Certainly a mixed set of stories that present differing atmospheres and themes, though all clearly by Sayers. Even her so-so stories can be better than many other writers. While this isn't my favourite of her books, there are still a couple of stories that I'd go back to reread. Worth exploring, anyhow!
|Striding Folly / Dorothy L. Sayers|
NY: Hodder Stoughton, 2017, c1972.
It is made up of an essay on Sayers, some info about the character of Lord Peter himself, and then three short stories. The first only has Peter stepping in at the end to solve the mystery, rather deus ex machina. The second, The Haunted Policeman, is to me the only one worth reading, and even it is flawed.

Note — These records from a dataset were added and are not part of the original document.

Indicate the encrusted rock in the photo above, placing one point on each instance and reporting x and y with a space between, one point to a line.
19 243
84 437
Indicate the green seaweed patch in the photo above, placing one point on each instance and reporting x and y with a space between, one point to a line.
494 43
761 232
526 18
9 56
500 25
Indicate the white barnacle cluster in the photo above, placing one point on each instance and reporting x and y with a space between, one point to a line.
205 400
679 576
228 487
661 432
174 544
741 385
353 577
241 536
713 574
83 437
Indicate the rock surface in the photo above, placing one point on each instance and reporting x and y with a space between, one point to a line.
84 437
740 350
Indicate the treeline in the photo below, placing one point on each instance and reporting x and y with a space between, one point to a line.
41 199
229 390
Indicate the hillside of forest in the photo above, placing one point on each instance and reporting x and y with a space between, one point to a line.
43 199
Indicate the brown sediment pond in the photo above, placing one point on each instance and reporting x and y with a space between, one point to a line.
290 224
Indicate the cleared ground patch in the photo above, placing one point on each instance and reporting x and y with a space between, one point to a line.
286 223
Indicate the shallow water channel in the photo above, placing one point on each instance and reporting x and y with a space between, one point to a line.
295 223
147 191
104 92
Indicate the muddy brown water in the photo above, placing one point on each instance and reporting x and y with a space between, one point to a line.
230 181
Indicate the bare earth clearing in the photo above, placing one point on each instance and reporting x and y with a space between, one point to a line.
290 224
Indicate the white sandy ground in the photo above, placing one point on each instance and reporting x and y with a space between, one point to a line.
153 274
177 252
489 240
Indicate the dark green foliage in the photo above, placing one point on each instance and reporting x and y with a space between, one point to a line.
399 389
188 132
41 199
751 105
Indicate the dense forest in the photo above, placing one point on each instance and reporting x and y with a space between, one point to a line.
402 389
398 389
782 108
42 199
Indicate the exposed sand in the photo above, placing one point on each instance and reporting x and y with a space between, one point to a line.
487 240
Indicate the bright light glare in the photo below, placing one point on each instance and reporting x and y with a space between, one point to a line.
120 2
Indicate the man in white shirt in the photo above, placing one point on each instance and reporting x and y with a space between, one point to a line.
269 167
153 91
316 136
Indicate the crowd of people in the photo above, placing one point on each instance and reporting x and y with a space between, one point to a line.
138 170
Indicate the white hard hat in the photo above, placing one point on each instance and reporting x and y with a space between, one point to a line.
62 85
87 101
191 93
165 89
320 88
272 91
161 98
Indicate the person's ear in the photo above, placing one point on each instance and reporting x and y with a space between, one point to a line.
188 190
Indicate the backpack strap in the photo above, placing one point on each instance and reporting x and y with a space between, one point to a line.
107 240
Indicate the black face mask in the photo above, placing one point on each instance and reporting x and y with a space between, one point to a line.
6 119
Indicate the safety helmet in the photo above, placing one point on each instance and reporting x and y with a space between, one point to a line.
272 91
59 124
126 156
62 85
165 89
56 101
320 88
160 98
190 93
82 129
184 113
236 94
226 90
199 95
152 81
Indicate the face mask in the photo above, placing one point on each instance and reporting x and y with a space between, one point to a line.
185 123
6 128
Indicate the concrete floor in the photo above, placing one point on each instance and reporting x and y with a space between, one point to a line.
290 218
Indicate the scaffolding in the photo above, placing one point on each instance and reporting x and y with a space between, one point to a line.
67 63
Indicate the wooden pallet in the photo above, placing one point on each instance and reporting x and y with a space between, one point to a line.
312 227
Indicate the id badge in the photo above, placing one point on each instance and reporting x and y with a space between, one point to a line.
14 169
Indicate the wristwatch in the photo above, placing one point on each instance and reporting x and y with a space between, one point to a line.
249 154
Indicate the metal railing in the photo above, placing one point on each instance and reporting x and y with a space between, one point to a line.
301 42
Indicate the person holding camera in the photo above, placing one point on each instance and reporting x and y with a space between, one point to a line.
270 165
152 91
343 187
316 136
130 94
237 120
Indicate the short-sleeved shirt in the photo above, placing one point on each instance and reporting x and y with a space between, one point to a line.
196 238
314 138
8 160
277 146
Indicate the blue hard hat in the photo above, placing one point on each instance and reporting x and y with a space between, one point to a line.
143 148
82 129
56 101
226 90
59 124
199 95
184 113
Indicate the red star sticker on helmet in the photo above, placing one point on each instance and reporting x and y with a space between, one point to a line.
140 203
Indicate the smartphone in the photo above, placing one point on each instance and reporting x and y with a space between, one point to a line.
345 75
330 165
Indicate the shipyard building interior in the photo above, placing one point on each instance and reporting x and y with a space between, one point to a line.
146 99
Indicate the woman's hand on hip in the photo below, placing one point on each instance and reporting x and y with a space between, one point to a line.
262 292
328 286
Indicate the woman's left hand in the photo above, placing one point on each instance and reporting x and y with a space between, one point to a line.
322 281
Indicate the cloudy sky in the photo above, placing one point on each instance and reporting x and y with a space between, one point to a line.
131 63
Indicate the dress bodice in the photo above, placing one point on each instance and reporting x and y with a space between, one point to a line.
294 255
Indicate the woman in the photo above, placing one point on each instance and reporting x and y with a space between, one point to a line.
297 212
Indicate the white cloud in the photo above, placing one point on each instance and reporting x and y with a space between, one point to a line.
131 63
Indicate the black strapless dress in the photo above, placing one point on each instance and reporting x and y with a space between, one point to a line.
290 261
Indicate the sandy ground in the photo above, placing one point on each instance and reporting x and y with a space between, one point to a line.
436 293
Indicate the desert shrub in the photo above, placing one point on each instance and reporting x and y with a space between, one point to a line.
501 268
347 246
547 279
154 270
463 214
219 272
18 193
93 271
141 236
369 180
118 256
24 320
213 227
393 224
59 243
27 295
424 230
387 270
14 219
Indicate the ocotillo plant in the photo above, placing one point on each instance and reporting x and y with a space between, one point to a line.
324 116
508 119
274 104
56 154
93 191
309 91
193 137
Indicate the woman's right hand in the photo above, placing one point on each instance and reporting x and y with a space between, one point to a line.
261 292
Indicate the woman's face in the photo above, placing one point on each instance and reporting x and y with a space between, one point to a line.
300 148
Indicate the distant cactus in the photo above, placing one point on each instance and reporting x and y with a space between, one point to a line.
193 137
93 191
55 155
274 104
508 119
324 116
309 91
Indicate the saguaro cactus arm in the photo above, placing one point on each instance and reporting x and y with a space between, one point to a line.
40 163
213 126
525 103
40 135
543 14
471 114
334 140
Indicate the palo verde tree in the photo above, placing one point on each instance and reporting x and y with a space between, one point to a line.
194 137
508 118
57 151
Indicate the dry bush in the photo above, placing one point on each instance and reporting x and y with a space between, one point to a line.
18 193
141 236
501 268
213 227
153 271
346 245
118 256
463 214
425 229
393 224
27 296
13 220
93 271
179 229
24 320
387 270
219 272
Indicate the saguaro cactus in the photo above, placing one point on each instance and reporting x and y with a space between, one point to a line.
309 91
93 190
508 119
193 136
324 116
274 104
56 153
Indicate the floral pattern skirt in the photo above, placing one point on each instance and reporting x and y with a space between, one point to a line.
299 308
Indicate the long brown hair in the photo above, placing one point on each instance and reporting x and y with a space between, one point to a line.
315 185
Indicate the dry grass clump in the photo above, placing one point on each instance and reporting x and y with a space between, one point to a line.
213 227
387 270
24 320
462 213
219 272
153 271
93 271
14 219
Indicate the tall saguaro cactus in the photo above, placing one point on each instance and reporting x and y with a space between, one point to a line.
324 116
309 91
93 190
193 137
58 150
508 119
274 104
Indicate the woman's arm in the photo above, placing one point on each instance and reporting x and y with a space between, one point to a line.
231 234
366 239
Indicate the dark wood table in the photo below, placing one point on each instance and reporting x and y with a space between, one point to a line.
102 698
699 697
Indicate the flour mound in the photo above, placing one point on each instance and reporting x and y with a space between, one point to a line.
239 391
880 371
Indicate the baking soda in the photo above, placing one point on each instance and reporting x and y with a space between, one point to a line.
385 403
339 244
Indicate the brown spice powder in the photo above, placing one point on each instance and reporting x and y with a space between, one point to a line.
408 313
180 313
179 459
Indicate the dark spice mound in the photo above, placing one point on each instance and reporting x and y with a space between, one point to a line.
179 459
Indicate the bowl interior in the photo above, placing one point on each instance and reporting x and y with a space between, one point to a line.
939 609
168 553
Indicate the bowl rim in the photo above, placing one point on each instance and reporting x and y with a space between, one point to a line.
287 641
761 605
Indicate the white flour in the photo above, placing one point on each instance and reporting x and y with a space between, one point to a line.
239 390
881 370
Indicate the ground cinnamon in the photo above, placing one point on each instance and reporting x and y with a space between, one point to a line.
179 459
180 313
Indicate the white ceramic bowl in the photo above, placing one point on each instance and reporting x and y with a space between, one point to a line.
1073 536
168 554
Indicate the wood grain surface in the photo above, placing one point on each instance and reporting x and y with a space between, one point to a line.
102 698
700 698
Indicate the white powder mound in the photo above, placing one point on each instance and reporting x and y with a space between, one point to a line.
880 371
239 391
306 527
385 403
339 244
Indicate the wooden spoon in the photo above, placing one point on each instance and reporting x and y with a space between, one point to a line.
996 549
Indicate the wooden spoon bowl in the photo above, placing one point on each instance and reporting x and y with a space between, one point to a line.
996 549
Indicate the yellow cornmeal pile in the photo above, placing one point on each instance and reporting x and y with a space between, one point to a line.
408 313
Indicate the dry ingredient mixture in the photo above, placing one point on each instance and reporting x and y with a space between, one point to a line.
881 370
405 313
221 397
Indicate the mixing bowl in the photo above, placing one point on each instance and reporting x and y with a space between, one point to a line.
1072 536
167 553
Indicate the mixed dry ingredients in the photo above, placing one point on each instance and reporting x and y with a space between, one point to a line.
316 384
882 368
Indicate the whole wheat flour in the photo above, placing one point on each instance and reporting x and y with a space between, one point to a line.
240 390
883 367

Lord Peter, after the birth of his second son, is up late and encounters a policeman doing his rounds who has seen something very mysterious on their street. Elements of misdirection and possible supernatural elements lift this one up to something readable. The final story, Talboys, set at the house where Peter and Harriet had their honeymoon, features their children and is dreary and sentimental.
At some point, a story is exhausted, and authors should just stop writing. Once Peter and Harriet marry, the overarching story is done. Nothing after that is really interesting. Perhaps Sayers herself had lost interest by this point; in any case, this is one example of short stories in a mystery series that just don't work. You can easily skip this one.